The mean fitness of the species from the environmental fitness algorithm plus any interactions that impact on fitness.

*speciesMeanRunningEnergy*

This is the mean total lifetime energy of the organisms within a species (see Configuring Interactions).

*speciesMeanRunningStolenEnergy*

This is the mean total lifetime stolen energy of the organisms within a species (see Configuring Interactions).

*speciesModalGenome*

This outputs the modal genome of the species.

*speciesParent*

This outputs the REvoSim species ID for the parent species.

*speciesSize*

The number of individuals within the species.

*speciesTrophicLevel*

The mean trophic level of the organisms in a species.

9.6. v2.0.0 log

The v2.0.0 log is structured as follows:

Timestamp

The first line is a time stamp highlighting when the run was written, in the following format: 2018-12-30T11:57:51

Settings

A printout of all REvoSim settings for this run then follows, divided into integers and then bools.
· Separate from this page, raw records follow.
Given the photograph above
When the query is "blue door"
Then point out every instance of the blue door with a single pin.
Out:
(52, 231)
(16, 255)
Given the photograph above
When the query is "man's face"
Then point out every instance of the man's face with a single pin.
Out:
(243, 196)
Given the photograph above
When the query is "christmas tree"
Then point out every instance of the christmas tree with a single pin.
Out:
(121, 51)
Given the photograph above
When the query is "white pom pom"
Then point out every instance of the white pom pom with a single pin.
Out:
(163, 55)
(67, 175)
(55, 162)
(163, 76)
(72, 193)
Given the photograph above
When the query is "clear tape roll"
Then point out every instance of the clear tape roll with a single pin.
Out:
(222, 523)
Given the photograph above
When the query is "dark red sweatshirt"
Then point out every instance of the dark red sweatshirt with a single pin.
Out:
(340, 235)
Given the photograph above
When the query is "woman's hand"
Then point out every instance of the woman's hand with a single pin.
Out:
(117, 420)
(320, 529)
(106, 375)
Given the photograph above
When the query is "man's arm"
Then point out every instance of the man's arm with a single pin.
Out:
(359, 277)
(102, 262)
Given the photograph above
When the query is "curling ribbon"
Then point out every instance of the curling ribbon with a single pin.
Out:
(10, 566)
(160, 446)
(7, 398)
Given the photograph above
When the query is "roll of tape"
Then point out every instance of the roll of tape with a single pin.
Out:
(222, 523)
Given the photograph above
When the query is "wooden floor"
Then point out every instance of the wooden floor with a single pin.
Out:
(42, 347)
This means that at any point it is possible to revisit and check all settings for that run.

Legend

There is then an explanation of the structure of the log files. Every iteration, the log records data about the simulation to file in a format designed to be easy to parse into a range of analytical environments (e.g. R, Python). This structure is as follows for each iteration:

- [I] Iteration Number
- [P] Population Grid Data:
  - Number of living digital organisms
  - Mean fitness of living digital organisms
  - Number of entries on the breed list
  - Number of failed breed attempts
  - Number of species
  - Trophic histograms
- [S] Species Data:
  - Species ID
  - Species origin (iterations)
  - Species parent
  - Species current size (number of individuals)
  - Species mean Environmental Fitness
  - Species current genome (the modal genome of the species, the genome that occurs most frequently)
  - Species trophic level (the mean trophic level of individuals in the species)
  - Species genome diversity
Log data

The log then begins. Iterations are separated by new line breaks. Every iteration has a single [I] line, one [P] line, and then an [S] line for every species above the minimum species size. We note that it does not exclude species without descendents because it is written during the simulation, appending to the file for speed. To filter out those species without descendents would introduce the need to store and then regularly filter the log data, and thus would come with a notable computational overhead.

CSV format

If the ‘Log file formatted as CSV’ option is checked in output settings, the log file has a different and simpler format using the ‘comma separated value’ system. This may be easier to parse in some software (e.g. spreadsheets). A single header row is generated at the start of the file, providing titles for columns. Subsequent rows are generated for each [S] record described above, but these also include columns with the [I] and [P] records in each row. All fields described above are included in the output.

This logging system is designed to allow as many potential elements of a RevoSim run to be quantified as possible. Should any further measures or statistics be required, please file a feature request.